En el pensamiento popular, un reino se trata de poder y dominación. Un reino tiene un rey que tiene el control absoluto de los ciudadanos del reino. Los reyes quieren expandir sus territorios a través de la conquista. Obviamente, cuando un rey conquista otro territorio, se anexiona el territorio e impone sus reglas y su forma de vida a los habitantes. Por lo tanto, los reinos del mundo están constantemente en guerra, haciendo nuevas conquistas y manteniendo los territorios ya conquistados. Se necesita mucha energía y estrategias de manipulación, que la mayoría de las veces pueden ser tan brutales e inhumanas. Si no se utilizan estas estrategias, el rey teme la pérdida de poder a través de la rebelión de los sujetos.
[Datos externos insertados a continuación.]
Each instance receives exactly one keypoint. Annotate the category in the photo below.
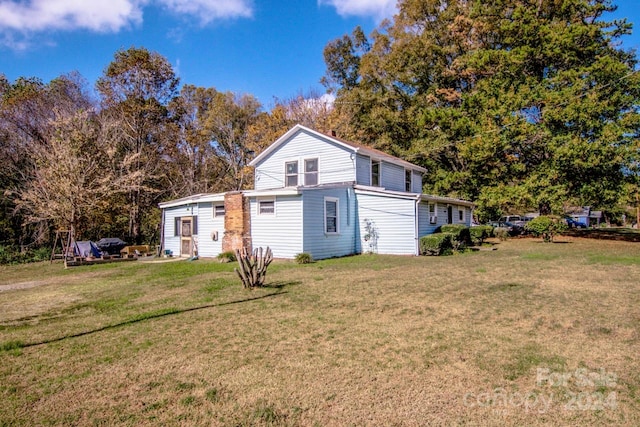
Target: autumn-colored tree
(517, 105)
(135, 91)
(69, 180)
(29, 109)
Por esta razón, Niccolo Machiavelli, un filósofo político italiano medieval, aconseja al Príncipe que se asegure de infundir miedo en los temas, ya que a través de esta estrategia será temido y respetado. Su objetivo debe ser el mantenimiento y la expansión del poder a través de estrategias de manipulación. Solo así, un rey puede disfrutar de la obediencia y el miedo de sus súbditos. A lo largo de la historia, este modelo de realeza y reino ha perseverado directamente en nuestras versiones modernas de liderazgo.
Nuestro Señor Jesucristo presenta un modelo totalmente opuesto. Él es el rey de un reino. Pero de inmediato deja en claro que su reino no es de este mundo (Jn. 18:36). Es decir, su reino no se trata de poder, manipulación, control o dominación sobre los demás. Él les dice a sus discípulos que los reyes de este mundo gobiernan sobre otros, pero no debería ser así con ellos porque el Hijo del Hombre no vino para ser servido, sino para servir y dar Su vida en rescate por muchos (Mt. 20: 25-28). Pedro, la cabeza de los apóstoles, sigue los pasos de Nuestro Señor y aconseja a los líderes de las comunidades cristianas que no deben gobernar sobre las personas confiadas a su cuidado (1 Pt. 5: 3).
¡El reino de Jesús es el reino del amor! El amor es lo que mantiene unidas a las personas y las cosas; El amor es el principio de la vida. El amor que se quiere decir es amor desinteresado; amor que se derrama en la entrega de sí mismo a los demás, y a través de este don de sí mismo, la vida se salva, se promueve y se nutre en los demás. Por esta razón, el Reino de Jesús pertenece a los humildes, los humildes, los olvidados y los abandonados. ¡Pertenece al cojo, al ciego, al lisiado, al herido, al que sufre, al enfermo, al modesto! Estas personas pertenecen al Reino no por defecto, sino porque sobreviven solo a través de su confianza en el Señor. En los reinos del mundo, estas personas humildes son pisoteadas o empujadas por la carretera. Pero el Señor los honra y respeta.
El Reino de Jesús no se trata de poder, control, dominación u opresión. Quienes eligen pertenecer al Reino de Jesús viven por amor y generosidad. Se entregan totalmente y sirven a la vida donde la ven. Están poseídos por el Espíritu de Jesús; El Espíritu que no se aferra a sí mismo, sino que se entrega continuamente para que otros vivan.
Los poderosos y aquellos que tienen sed de poder, dominación y reconocimiento a menudo lo encuentran muy incómodo en el Reino de Jesús. O, si entran, intentan transformar el Reino de Jesús en uno de poder y dominación, una transformación que ocurre a menudo en la historia de la Iglesia. Pero los humildes, cuyos corazones se han derretido por el amor de Jesús, siempre se destacarán como faros de luz en medio de los elementos destructivos del poder y la dominación.
Jesús es el rey del universo. Él gobierna no por puro poder y dominación, sino por amor y entrega. La Iglesia es el sacramento visible del Reino de Jesús, y como tal, admiramos a Jesús, nuestro Rey y Señor, y oramos para que cada uno pueda ser poseído por su Espíritu para que podamos vivir como ciudadanos del Reino de Amor.